We experienced sevral issues that i hope no one would ever recommend during their holidays.
First of all we realised that, despite having signed a contract with Mr Winter sub-agent in Italy that set that we could leave the boat in Ibiza on saturday, Mr Winter said that the contract was invalid and that we should bring the boat to Palma.
Of course our flights were booked from Ibiza so we had to leave the boat in Ibiza one day earlier than expected (and paid for) sleeping at our own expenses in hotel in Ibiza... 
Mr. Winter demonstrated no flexibility at all and no comprehension. 
unfortunately we did not have any alternative but to accept his request.
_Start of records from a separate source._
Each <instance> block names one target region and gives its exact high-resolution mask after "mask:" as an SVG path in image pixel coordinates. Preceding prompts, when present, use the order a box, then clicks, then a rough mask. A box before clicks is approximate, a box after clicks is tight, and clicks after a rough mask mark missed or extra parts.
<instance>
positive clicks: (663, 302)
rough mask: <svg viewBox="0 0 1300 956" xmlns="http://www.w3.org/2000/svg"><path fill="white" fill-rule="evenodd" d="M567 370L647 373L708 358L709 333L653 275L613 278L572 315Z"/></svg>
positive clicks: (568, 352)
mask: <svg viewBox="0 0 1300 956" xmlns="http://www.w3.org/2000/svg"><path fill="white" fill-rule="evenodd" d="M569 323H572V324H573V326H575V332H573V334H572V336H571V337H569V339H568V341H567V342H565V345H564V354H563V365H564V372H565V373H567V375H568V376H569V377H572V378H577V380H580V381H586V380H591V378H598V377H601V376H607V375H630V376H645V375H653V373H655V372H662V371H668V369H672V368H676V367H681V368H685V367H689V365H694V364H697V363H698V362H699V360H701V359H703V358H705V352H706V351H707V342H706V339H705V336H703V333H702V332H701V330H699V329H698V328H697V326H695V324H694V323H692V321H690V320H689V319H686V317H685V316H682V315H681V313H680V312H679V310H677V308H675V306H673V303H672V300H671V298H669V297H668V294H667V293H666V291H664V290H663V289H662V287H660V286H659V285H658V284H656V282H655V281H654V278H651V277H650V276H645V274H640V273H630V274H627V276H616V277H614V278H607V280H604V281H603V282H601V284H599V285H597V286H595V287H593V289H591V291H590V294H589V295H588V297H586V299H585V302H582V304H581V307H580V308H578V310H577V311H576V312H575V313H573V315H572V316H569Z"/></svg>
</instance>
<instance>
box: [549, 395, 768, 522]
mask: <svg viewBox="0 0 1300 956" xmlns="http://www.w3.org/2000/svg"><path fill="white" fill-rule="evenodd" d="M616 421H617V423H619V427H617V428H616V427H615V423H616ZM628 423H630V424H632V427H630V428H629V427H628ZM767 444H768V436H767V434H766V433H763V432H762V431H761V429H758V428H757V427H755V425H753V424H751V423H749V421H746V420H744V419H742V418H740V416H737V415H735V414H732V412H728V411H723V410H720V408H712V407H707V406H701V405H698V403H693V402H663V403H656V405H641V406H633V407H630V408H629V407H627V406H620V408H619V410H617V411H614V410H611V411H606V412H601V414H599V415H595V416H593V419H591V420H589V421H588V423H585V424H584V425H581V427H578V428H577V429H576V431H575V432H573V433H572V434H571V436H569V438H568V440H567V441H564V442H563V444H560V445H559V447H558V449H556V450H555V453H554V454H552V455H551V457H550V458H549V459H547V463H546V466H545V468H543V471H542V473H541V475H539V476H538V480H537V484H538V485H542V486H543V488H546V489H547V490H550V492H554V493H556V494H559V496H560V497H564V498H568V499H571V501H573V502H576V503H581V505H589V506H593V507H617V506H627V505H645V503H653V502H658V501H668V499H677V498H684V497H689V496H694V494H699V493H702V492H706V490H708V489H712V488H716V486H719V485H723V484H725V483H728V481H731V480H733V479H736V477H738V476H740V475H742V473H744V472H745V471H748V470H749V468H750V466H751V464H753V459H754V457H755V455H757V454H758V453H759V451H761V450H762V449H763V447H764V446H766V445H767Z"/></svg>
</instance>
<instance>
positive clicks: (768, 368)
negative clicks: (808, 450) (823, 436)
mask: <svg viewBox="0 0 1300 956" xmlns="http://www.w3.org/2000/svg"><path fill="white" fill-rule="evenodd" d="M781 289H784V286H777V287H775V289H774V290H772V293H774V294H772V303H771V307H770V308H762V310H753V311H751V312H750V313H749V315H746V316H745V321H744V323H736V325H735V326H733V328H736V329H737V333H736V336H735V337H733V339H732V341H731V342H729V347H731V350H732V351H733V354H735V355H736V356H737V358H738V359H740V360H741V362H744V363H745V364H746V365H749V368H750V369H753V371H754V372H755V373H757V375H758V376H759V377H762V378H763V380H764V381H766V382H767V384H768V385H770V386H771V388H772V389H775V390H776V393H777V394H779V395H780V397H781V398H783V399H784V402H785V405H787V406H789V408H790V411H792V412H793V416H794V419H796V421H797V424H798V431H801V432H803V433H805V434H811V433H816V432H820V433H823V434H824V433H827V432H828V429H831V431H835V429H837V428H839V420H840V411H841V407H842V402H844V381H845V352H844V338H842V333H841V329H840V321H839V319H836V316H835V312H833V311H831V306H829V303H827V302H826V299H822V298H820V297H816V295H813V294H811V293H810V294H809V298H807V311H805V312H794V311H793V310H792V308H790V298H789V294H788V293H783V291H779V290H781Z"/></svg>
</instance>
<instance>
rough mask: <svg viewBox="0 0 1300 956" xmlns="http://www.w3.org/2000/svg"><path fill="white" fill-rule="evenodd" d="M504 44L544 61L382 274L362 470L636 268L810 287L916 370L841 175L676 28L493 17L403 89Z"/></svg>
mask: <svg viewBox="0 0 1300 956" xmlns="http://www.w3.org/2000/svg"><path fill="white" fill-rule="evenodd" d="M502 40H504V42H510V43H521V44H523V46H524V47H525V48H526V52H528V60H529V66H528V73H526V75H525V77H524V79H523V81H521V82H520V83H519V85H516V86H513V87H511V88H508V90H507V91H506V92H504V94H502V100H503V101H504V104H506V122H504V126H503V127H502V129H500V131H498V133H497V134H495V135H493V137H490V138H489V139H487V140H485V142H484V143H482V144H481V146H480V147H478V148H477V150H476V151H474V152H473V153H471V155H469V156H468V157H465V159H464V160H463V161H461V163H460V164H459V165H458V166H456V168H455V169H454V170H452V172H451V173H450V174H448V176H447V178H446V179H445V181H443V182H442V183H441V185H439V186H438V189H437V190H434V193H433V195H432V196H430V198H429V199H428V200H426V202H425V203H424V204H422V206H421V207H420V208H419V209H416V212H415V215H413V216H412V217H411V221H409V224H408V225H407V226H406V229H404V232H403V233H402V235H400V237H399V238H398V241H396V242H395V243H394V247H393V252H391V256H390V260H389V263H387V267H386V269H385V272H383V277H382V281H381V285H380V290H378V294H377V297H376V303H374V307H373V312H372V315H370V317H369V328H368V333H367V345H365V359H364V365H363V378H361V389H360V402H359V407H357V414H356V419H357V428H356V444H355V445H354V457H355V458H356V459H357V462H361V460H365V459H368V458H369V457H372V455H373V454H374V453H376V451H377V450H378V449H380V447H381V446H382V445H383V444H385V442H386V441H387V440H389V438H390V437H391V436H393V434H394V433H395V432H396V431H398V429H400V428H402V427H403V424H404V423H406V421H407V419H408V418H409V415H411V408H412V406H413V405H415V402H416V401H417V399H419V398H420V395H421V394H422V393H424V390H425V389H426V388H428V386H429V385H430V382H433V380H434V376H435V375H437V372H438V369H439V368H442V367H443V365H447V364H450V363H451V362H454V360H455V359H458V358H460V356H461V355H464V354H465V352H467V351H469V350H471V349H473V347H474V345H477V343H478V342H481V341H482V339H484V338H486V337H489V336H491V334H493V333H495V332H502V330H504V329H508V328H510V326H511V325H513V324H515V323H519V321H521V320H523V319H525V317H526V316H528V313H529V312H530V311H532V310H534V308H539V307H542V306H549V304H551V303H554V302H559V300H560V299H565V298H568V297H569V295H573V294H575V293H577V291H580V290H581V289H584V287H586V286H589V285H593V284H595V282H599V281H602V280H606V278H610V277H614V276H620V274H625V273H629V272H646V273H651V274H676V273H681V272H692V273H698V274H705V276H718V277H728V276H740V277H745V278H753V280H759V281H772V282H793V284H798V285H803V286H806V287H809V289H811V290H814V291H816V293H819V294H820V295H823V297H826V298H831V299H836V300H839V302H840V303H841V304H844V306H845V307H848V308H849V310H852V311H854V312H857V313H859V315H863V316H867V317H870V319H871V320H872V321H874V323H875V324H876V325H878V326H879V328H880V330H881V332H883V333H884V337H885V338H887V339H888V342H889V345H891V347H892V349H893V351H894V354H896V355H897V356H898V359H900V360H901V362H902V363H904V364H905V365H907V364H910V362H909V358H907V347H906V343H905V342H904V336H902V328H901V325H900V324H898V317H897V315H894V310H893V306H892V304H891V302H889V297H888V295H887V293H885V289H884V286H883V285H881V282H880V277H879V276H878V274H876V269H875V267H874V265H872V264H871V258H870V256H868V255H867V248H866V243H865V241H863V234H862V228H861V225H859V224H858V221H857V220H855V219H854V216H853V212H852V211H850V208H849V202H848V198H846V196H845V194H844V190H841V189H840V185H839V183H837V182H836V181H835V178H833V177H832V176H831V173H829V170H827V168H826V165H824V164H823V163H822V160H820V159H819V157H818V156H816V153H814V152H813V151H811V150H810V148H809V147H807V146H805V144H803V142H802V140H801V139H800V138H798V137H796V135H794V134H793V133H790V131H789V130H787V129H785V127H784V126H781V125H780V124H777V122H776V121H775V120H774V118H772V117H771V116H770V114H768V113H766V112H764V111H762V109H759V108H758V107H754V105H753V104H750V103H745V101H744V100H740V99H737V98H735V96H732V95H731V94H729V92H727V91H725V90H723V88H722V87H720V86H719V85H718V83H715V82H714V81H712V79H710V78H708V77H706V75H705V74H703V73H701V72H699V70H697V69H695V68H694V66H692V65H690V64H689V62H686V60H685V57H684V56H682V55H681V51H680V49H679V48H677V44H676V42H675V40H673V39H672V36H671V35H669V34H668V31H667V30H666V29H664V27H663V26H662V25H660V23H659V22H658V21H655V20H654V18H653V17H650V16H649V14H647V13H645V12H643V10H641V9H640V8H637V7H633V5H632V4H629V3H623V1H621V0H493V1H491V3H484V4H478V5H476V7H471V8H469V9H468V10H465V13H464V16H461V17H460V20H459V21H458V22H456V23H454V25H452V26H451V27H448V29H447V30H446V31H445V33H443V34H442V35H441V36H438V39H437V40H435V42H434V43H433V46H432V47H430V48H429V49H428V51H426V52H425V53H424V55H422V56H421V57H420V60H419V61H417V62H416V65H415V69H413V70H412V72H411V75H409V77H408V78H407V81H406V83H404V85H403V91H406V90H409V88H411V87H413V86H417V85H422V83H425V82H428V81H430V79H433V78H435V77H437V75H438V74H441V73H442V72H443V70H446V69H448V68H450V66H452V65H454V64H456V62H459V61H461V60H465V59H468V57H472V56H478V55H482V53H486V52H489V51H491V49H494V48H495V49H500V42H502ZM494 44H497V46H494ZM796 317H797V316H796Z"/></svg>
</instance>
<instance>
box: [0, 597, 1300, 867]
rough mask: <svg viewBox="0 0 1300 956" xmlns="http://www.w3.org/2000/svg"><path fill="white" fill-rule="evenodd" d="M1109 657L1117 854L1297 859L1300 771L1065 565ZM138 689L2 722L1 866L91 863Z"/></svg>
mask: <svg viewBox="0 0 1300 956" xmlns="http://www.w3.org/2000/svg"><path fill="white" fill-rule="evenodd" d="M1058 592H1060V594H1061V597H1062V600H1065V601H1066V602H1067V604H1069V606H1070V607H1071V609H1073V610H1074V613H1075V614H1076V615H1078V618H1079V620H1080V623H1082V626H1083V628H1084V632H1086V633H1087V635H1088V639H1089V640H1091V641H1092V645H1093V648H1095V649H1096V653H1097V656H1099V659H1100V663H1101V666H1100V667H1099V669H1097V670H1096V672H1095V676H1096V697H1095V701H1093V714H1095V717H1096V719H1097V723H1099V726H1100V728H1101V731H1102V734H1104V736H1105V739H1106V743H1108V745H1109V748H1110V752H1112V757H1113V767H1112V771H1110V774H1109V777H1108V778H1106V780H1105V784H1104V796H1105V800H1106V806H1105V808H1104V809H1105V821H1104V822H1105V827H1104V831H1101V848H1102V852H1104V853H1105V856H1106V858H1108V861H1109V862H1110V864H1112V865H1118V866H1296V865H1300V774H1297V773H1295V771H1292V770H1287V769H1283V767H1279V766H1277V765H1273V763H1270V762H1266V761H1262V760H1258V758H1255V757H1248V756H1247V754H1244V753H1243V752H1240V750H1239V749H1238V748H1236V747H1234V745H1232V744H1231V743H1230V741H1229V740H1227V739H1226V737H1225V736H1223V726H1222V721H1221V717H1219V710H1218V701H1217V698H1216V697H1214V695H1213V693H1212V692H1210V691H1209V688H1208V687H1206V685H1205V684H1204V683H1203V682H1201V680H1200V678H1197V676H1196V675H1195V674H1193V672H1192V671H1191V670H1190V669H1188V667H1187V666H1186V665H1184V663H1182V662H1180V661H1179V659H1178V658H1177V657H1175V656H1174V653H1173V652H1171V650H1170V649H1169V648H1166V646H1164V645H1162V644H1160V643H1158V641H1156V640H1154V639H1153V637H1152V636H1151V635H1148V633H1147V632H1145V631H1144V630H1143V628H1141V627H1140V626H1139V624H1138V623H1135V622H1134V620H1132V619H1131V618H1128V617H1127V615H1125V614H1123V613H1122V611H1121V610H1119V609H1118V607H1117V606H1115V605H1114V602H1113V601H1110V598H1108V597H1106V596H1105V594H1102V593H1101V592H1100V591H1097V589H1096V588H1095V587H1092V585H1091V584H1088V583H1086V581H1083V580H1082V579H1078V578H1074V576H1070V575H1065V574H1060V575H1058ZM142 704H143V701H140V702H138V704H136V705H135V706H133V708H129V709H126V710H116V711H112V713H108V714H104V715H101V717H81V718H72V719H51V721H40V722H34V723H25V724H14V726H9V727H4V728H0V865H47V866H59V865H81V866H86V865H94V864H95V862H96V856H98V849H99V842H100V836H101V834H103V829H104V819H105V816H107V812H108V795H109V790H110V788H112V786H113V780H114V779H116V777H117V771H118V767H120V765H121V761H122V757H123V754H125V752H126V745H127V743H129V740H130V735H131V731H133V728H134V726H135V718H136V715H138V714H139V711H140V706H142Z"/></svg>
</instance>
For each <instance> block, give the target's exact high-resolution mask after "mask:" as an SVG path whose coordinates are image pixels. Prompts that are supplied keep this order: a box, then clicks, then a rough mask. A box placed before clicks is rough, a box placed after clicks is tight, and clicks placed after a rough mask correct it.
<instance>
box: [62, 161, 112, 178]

Moreover the boat itself had several issues:

- Auto pilot broke down (the piston got stuck and we could not maneuver). We had to waste 1 day (half day stuck and half day in harbour) waiting for a technician to fix the issue. He confirmed that this issue was due to bad maintenance from the owner (Mr Winter). Once again Mr. Winter showed no comprehension and give us minimal support and of course no compensation for the time loss..
- Battery charger: old and not functioning properly
- Electronic main sail roller: we had several issues to arm and disarm the main sail as the sail would get stuck. on average it took us 30 mins to open and close the sail.. everyone that sails knows that electronic rollers are more pain than gain..
- The picture of the boat on the website showed that the entrance to the 5th cabin (bow) had access form one of the other cabins. in reality one could only access it from the bow deck. the toilet in this cabin is right beside the bed (someone sleeping in there should be extremely careful about not hitting with his head while sleeping.
- Dinghy: well, not an important issue here.. funny that the dingy has a completely different name from the "mother" boat!
- Cockpit table: extremely small table, not suitable to a boat with 5 cabins accommodating 12 ppl.
- Depth sounder: electronic deep sounder not working
- Fridge 12 V: pump to "clean" the fridge not working, so after a week we had to take everything out and clean "by hand"
- Sink sea water pump in the kitchen not working
- 1 water tank not working
- 1 of the two deck compasses (the one on the left steering wheels) has a 15 degree mistake / difference from the one on the right steering wheel


Well.. i leave it up to you to decide if it is worth chartering such a boat (and with such a company!)... we pesonally would never do that again...


----------